SCRANTON, LACKAWANNA COUNTY— New research is underway to better understand and treat ALS, a difficult disease to diagnose with no known cure. ALS patient Paul Miller of Scranton is one of the participants.

The progressive neurodegenerative disease ALS affects as many as 30,000 Americans. There is no known cure despite efforts to better understand it and treat it.

ALS is a puzzling disease for certain with so much needing to be learned about it.

One way we have tried to understand ALS is through a groundbreaking research project that’s getting help from a Scranton man who’s been living with ALS for a decade.

A motorized, customized wheelchair helps get Paul Miller to something he’s been doing routinely since 2021. Once a week, he pulls up to his computer and takes part in a project gauging his ability to speak.

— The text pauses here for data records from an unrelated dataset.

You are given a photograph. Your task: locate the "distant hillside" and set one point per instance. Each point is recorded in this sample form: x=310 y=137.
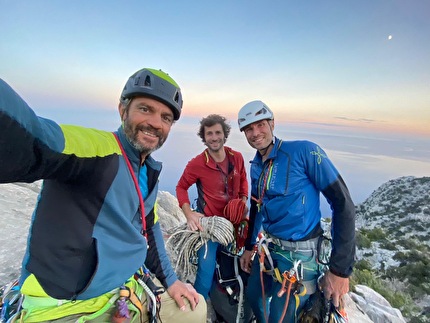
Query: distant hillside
x=393 y=243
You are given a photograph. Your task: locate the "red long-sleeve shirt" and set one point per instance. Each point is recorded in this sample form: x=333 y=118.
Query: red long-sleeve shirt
x=214 y=187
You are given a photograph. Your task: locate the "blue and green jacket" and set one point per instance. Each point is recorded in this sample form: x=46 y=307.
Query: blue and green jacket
x=85 y=235
x=289 y=183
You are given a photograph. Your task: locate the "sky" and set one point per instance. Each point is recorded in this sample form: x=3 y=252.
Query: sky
x=352 y=75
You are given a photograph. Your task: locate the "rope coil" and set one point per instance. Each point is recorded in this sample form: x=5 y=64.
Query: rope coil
x=185 y=243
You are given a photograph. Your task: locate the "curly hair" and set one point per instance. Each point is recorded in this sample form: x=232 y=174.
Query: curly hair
x=212 y=120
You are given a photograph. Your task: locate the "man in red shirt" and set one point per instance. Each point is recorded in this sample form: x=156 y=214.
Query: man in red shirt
x=219 y=174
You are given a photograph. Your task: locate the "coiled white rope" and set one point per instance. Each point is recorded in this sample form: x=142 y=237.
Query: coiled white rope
x=185 y=243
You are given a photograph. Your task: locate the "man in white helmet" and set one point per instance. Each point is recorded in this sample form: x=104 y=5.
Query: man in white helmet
x=287 y=178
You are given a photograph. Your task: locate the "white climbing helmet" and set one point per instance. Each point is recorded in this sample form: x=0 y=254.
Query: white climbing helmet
x=252 y=112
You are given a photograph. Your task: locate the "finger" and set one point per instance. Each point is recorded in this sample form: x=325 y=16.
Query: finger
x=180 y=302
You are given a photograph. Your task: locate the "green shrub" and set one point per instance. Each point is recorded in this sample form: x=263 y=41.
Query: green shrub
x=362 y=241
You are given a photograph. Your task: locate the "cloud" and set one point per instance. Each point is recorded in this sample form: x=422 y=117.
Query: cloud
x=360 y=120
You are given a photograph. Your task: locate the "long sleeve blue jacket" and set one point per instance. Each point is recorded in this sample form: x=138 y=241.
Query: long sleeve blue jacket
x=287 y=186
x=85 y=237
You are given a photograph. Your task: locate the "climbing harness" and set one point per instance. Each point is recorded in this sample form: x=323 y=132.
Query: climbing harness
x=235 y=212
x=153 y=292
x=185 y=243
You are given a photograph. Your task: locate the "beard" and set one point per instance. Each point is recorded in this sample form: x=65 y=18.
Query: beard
x=132 y=134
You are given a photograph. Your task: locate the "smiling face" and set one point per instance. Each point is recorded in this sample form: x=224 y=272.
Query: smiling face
x=214 y=137
x=259 y=134
x=146 y=123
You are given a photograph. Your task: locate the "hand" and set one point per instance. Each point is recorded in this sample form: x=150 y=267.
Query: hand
x=193 y=221
x=246 y=261
x=334 y=287
x=178 y=290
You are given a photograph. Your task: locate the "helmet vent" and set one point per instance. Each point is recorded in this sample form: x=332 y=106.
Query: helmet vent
x=176 y=98
x=262 y=111
x=147 y=81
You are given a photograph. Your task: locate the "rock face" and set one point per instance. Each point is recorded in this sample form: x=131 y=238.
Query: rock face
x=17 y=202
x=376 y=306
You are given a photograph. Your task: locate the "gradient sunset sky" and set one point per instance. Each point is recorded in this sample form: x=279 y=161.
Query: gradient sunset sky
x=359 y=64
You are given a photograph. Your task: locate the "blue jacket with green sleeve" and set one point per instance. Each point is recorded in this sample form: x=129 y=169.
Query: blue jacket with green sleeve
x=85 y=236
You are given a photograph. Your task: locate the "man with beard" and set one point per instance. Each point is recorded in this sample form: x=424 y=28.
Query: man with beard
x=220 y=177
x=95 y=246
x=287 y=178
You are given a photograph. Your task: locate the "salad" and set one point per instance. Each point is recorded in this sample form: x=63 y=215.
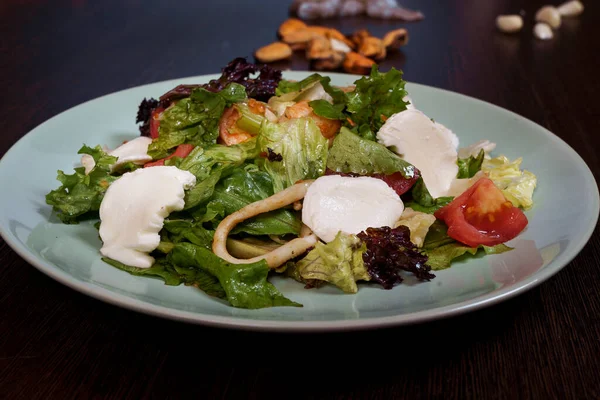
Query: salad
x=251 y=175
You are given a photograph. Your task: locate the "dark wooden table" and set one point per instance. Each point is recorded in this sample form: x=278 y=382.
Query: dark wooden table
x=58 y=344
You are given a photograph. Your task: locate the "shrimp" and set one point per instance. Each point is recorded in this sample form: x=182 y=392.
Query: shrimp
x=229 y=132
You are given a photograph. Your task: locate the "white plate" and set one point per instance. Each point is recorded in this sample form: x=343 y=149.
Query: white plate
x=560 y=223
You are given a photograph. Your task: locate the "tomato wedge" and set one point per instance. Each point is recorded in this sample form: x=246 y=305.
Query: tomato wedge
x=482 y=216
x=155 y=121
x=182 y=151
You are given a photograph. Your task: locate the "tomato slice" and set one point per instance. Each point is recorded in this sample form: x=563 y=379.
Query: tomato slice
x=155 y=121
x=229 y=132
x=182 y=151
x=482 y=216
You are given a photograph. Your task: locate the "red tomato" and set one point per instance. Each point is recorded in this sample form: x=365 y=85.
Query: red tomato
x=482 y=215
x=155 y=122
x=182 y=151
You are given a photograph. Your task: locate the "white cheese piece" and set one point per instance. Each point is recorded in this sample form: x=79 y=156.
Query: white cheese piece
x=335 y=203
x=339 y=46
x=428 y=145
x=134 y=208
x=135 y=151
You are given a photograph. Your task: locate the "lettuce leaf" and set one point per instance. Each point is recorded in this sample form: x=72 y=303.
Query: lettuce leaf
x=351 y=153
x=375 y=98
x=517 y=185
x=468 y=167
x=79 y=194
x=175 y=274
x=209 y=164
x=338 y=262
x=245 y=285
x=302 y=147
x=245 y=186
x=442 y=250
x=299 y=90
x=418 y=222
x=194 y=119
x=180 y=230
x=443 y=256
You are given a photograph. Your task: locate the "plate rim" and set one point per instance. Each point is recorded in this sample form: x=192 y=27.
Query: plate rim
x=232 y=322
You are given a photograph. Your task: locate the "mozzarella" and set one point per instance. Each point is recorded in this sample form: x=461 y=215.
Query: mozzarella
x=335 y=203
x=135 y=151
x=134 y=208
x=428 y=145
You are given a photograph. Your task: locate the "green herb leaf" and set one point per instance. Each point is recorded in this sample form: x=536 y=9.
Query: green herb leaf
x=245 y=186
x=338 y=262
x=468 y=167
x=80 y=194
x=194 y=119
x=303 y=148
x=245 y=285
x=443 y=256
x=174 y=275
x=423 y=201
x=375 y=98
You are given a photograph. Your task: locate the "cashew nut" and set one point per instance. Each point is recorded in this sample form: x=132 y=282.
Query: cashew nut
x=543 y=31
x=509 y=23
x=570 y=8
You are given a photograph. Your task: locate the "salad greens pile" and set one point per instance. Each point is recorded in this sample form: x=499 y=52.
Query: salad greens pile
x=281 y=152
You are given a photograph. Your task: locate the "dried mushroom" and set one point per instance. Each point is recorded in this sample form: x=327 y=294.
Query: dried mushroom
x=396 y=38
x=328 y=49
x=273 y=52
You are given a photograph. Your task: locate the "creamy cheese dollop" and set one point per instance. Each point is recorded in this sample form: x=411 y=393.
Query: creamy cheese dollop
x=335 y=203
x=133 y=210
x=135 y=151
x=428 y=145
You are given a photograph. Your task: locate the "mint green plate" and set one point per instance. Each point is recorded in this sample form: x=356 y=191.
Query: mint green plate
x=557 y=231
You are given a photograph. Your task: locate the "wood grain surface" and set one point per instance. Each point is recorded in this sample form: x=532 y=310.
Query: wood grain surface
x=56 y=343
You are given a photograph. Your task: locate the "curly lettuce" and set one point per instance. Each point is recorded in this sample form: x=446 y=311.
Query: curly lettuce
x=517 y=185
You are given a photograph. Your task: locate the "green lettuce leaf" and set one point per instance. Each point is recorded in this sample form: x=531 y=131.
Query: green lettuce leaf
x=325 y=109
x=209 y=164
x=422 y=200
x=180 y=230
x=245 y=285
x=245 y=186
x=299 y=89
x=375 y=98
x=443 y=256
x=418 y=222
x=338 y=262
x=302 y=147
x=194 y=119
x=174 y=275
x=352 y=153
x=468 y=167
x=517 y=185
x=80 y=195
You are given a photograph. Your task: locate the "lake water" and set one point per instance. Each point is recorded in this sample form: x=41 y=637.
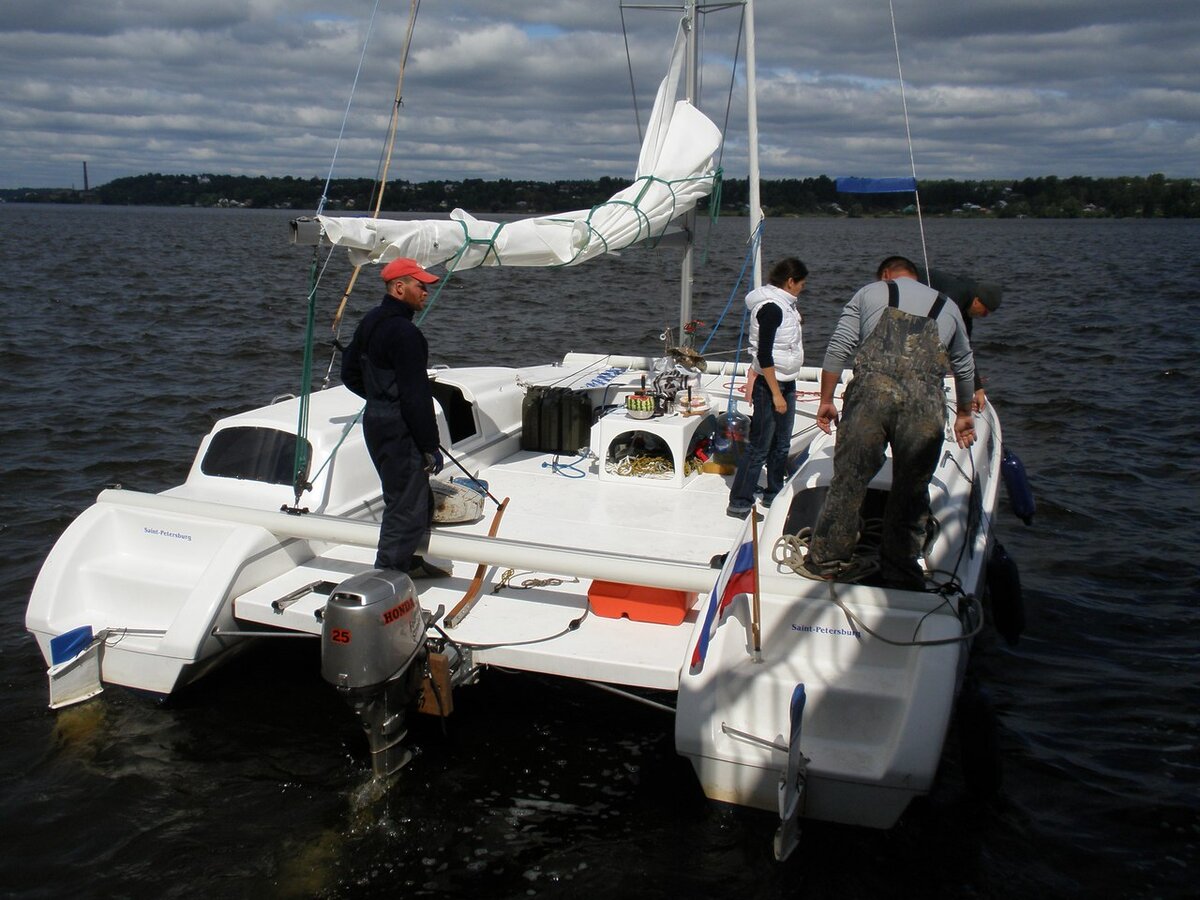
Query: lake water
x=127 y=331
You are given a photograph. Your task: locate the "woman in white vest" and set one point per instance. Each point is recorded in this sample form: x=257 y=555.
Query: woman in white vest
x=777 y=354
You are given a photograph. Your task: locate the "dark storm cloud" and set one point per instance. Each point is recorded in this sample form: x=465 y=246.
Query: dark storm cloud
x=541 y=89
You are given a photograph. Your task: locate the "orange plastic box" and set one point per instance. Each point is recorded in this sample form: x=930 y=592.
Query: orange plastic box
x=637 y=603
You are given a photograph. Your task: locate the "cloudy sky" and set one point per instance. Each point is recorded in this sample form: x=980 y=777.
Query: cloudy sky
x=540 y=89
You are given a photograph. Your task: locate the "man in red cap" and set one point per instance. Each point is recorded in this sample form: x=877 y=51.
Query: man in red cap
x=387 y=363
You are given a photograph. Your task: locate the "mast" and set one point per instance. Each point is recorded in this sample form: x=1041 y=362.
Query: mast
x=753 y=137
x=689 y=220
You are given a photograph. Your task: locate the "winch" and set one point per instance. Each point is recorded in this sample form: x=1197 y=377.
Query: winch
x=372 y=633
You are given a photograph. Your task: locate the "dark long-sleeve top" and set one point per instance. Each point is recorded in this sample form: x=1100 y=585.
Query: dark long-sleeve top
x=391 y=341
x=769 y=317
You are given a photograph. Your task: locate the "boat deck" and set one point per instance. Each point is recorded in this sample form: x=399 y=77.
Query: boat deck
x=525 y=621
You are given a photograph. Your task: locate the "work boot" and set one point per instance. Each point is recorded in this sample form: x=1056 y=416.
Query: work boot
x=423 y=568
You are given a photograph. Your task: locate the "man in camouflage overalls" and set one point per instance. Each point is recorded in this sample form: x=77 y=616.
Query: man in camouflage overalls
x=903 y=337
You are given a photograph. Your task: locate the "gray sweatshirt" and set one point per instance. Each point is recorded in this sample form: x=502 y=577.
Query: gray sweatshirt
x=865 y=309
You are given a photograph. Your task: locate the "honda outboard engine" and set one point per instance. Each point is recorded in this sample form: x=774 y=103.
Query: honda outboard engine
x=372 y=631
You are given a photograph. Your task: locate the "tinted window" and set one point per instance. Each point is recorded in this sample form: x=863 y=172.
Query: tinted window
x=256 y=454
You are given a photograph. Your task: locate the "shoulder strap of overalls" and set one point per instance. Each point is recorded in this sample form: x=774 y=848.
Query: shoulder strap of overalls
x=936 y=309
x=894 y=301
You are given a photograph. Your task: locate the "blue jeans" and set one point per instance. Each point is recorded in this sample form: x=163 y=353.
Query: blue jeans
x=771 y=438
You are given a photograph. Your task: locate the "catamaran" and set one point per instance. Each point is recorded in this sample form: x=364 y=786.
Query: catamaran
x=610 y=558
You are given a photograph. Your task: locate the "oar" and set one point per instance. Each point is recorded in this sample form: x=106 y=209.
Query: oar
x=468 y=600
x=475 y=480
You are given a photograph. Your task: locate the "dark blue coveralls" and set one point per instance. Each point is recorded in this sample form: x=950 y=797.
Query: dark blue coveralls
x=895 y=397
x=387 y=364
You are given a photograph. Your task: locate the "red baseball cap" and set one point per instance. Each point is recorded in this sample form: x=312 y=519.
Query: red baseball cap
x=402 y=267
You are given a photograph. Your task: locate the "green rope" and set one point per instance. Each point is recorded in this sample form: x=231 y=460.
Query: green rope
x=643 y=232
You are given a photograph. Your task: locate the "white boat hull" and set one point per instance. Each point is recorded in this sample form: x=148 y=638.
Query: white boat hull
x=180 y=580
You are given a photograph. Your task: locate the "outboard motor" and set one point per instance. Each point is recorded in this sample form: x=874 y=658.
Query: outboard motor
x=373 y=630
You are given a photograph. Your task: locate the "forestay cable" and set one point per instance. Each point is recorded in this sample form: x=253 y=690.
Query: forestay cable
x=912 y=159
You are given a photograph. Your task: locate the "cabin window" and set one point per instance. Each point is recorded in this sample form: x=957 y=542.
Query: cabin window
x=253 y=454
x=459 y=411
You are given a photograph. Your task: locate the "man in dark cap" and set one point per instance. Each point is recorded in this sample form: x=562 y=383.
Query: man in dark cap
x=976 y=300
x=387 y=363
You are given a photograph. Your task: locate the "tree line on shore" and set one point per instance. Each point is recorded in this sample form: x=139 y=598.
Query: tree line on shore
x=1048 y=197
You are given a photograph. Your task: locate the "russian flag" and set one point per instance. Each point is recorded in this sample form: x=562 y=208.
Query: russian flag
x=736 y=577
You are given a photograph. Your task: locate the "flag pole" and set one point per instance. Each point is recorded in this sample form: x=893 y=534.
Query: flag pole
x=756 y=613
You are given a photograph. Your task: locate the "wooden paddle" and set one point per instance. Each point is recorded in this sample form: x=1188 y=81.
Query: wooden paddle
x=468 y=600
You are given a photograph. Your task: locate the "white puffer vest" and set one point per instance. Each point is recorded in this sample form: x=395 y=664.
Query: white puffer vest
x=789 y=348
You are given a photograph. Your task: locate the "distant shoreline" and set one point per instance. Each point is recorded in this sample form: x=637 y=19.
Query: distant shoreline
x=1050 y=197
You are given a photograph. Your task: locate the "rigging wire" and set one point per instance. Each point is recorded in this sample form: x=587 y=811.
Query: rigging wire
x=912 y=159
x=346 y=115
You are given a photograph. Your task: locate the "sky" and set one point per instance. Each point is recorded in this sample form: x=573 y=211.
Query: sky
x=541 y=89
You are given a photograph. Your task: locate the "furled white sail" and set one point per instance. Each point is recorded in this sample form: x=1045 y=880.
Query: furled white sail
x=675 y=171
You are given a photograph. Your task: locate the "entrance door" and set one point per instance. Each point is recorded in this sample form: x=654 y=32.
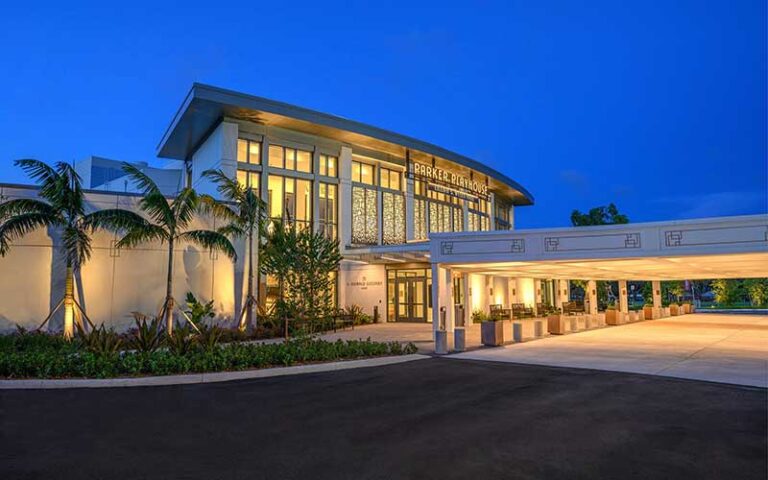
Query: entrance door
x=411 y=299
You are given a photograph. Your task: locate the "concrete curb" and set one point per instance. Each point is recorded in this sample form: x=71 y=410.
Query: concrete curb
x=195 y=378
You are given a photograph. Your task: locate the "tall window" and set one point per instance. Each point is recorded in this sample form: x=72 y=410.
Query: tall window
x=328 y=165
x=327 y=209
x=290 y=158
x=392 y=218
x=362 y=173
x=250 y=179
x=364 y=216
x=248 y=151
x=419 y=219
x=389 y=178
x=290 y=200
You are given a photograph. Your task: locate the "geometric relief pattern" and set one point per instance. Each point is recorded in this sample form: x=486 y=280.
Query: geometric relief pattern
x=550 y=244
x=518 y=245
x=632 y=240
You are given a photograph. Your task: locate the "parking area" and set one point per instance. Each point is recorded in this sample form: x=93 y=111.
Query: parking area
x=711 y=347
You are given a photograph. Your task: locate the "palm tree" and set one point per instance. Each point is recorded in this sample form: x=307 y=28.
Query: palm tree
x=61 y=205
x=246 y=216
x=168 y=222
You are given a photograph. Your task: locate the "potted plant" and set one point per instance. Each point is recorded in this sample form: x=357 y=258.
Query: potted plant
x=491 y=328
x=557 y=323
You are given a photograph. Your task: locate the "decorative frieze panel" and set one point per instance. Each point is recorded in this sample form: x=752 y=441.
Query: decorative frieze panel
x=697 y=237
x=608 y=241
x=483 y=247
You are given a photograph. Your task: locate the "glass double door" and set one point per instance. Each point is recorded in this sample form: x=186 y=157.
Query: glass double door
x=411 y=299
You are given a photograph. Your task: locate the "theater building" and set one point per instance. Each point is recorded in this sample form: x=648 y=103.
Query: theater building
x=380 y=193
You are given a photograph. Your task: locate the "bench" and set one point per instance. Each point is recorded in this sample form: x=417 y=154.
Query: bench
x=343 y=320
x=501 y=313
x=573 y=308
x=519 y=310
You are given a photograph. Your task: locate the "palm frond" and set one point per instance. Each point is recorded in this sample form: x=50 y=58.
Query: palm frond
x=142 y=181
x=158 y=208
x=229 y=188
x=113 y=219
x=211 y=240
x=20 y=206
x=22 y=224
x=77 y=245
x=45 y=176
x=184 y=207
x=232 y=230
x=144 y=233
x=210 y=206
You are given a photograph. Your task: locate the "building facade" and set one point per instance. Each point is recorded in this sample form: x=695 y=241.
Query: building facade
x=380 y=193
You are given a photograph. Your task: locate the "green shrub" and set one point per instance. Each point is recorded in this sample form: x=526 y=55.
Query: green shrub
x=47 y=358
x=145 y=337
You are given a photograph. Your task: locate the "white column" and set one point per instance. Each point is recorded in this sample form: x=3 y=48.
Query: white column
x=592 y=296
x=561 y=293
x=492 y=214
x=409 y=226
x=442 y=297
x=623 y=302
x=536 y=294
x=656 y=287
x=512 y=290
x=316 y=191
x=345 y=197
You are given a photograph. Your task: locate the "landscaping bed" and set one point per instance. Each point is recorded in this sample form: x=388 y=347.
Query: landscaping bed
x=37 y=355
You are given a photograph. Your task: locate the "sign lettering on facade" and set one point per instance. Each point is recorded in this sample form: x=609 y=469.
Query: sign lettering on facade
x=440 y=175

With the use of artificial intelligence, each ten-minute session tracks and records Miller’s speech.

“It means a lot for me to be able to participate in something I’m passionate about,” Miller told Eyewitness News.

The non-profit EverythingALS is responsible for the study.

“We can actually see the changes that happen and the progression of the disease and we can use these mechanisms in the trials so that we can actually say these are the algorithms that can detect the progression of the disease,” said Indu Navar, the Founder and CEO of EverythingALS.

The organization’s goal is to use that data to support efforts ranging from providing ALS care to finding a potential cure.

“We’re already finding, you know, changes in the speech as one of the indicators of progression and my wish is that this gets accepted by FDA as a secondary biomarker that can be used in the clinical trials,” Navar explained.

Navar said Miller brings particular value to the study. He’s one of only ten percent of patients who’ve battled ALS for at least 10 years.

“Anybody who is actually in the outlier who are living longer need to be studied, need to be understood,” Navar said.

Miller’s wife is encouraged by the organization and its speech research.

“It’s great. It’s a great resource. It’s a great thing, you know, anything that they can do for ALS is amazing,” said Eileen Miller, Paul’s Wife.

“Maybe down the road it will help somebody with ALS,” Miller stated.

Miller said while he doesn’t expect a cure for ALS anytime soon, he hopes the research helps detect the disease sooner.

He said it took 16 months for doctors to diagnose him.